I looked him up when I saw his house went up for sale by a foreclosure company. (We wound up not living very far from each other, and his house is on a more central road so I pass sometimes on errands or jogging.) So I looked him up– and I found that his grandparents had died and he was living in the house with his mother.

They now live together in an apartment. He does not have a phone number separate from hers listed, and is nowhere on social media. No facebook, twitter.

This has just made me think about all of the things that I’ve heard over the past years. The last time I talked to him in 2007– he sounded disoriented and he stopped talking mid-conversation, just breathing into the phone like he was having a panic attack, and a woman screamed at him and hung up the phone.

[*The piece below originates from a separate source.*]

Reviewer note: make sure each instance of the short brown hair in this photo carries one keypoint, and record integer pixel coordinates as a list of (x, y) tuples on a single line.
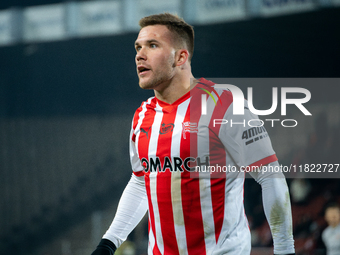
[(176, 25)]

A woman who might have been his mother dumping an entire casserole dish of food into the garbage and then calling inside, acting shocked about ‘what a pig’ he was.

In 2020, I was going down that street on a freezing night, and an old woman was crying and begging to be let in. As I passed the house, the door opened and a woman inside was saying, in the world’s most sympathetic voice: “Oh, you poor thing! Well, now you know not to make me angry, don’t you?”

And later that year, there was a time when I was out walking by an apartment complex (where I later found out she had an apartment) and I heard a voice like his calling for help, but when I stopped and called his name, I got no answer.

So I think, when I knew him, his mother was already making plans to abuse him to the point where he would be largely non-verbal– keeping him isolated to the point of mental breakdown, and physically sick, poisoned, and ashamed– and then use the condition to ‘prove’ he needed a caregiver, namely her. He would already have seen that the courts were against him.

Things I’ve done: I’ve tried calling, emailing, texting, and sending a physical letter. I told social services and they went and knocked on the door, but that’s it. And honestly, I’m just someone who used to know this guy twenty years ago.

Is there anyone out there who’s had a similar experience? Any advice?

Specifically, I'd like to know if there is something obvious that I should do that I might not have thought of?

(Note: it's completely fine if he doesn't want to talk to me. I just don't want him to be physically and psychologically exploited. And, no, I have absolutely no desire to get back together with this guy. I would honestly much rather someone else did the inquiries here, but I feel like I'm the only one left who knows or cares.)